The state extends sick leave, health insurance and family leave benefits for the dependents (defined to include a married spouse) of state employees. The plaintiffs claimed they were denied equal protection of law because those state benefits are not extended to the same-sex partners of state employees.
The case is particularly important because the statutory definition of “dependent” at question in this case would apply to municipalities and school boards, affecting their benefit packages and budgets. The state legislature and 8 municipalities had earlier been denied intervenor status in this case.
On Friday, Judge David Flannagan based his ruling on a previous sexual-orientation discrimination decision, Phillips v. Wisconsin Personnel Commission (1992). A State Court of Appeals held in Phillips that state statutes for employee benefits specifically referred to a married spouse, excluding both same-sex and opposite-sex, non-married partners and therefore did not discriminate based on sexual orientation but on whether an employee was married or not.
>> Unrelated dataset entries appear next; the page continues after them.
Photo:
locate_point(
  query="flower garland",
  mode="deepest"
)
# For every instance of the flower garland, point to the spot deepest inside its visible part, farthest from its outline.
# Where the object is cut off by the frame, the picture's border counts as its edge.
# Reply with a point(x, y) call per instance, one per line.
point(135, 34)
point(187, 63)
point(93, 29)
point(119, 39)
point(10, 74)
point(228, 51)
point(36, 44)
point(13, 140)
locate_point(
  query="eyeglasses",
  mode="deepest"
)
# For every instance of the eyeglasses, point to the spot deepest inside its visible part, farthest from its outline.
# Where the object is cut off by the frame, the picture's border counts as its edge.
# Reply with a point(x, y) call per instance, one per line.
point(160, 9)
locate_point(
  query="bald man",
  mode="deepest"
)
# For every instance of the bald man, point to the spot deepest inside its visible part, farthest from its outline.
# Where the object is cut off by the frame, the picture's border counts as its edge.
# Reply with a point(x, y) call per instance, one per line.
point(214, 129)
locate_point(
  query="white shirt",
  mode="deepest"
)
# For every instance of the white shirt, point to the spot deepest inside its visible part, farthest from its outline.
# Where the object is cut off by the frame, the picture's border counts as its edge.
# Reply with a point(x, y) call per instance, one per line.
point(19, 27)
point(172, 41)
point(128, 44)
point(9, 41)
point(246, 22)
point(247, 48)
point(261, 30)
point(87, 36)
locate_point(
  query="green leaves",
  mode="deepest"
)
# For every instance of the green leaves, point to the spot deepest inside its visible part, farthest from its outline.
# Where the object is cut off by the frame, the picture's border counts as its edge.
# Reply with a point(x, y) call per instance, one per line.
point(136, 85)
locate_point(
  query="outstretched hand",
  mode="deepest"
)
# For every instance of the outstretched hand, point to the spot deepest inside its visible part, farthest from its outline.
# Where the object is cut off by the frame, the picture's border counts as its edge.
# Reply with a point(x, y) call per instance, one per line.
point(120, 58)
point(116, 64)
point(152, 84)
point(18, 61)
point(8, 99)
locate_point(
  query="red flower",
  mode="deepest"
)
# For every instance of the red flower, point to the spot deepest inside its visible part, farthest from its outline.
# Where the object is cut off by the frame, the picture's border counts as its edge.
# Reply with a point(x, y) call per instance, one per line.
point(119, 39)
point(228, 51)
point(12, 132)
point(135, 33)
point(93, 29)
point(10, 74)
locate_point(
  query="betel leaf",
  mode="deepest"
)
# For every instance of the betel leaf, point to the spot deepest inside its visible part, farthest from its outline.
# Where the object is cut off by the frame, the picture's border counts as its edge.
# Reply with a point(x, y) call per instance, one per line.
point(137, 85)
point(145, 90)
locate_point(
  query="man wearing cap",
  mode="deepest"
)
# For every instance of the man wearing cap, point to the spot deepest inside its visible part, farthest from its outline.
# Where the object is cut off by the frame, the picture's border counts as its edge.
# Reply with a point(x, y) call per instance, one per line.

Judge Flannagan constrained himself to precedent in Dunnum, ruling that the Phillips precedent required him to dismiss the lesbian couples’ claim because the definition of “dependent” is based on marital status and not sexual orientation–unmarried individuals are treated equally.
However, the Judge freely expressed repeatedly in the 46-page decision his opinion that the lesbian couples should be given the benefts and that had the Phillips precedent not stood in his way, he would have ruled in favor of same-sex domestic partner benefits for state employees. That opinion is now case law and will most likely inform any future decision on domestic partner benefits in this state.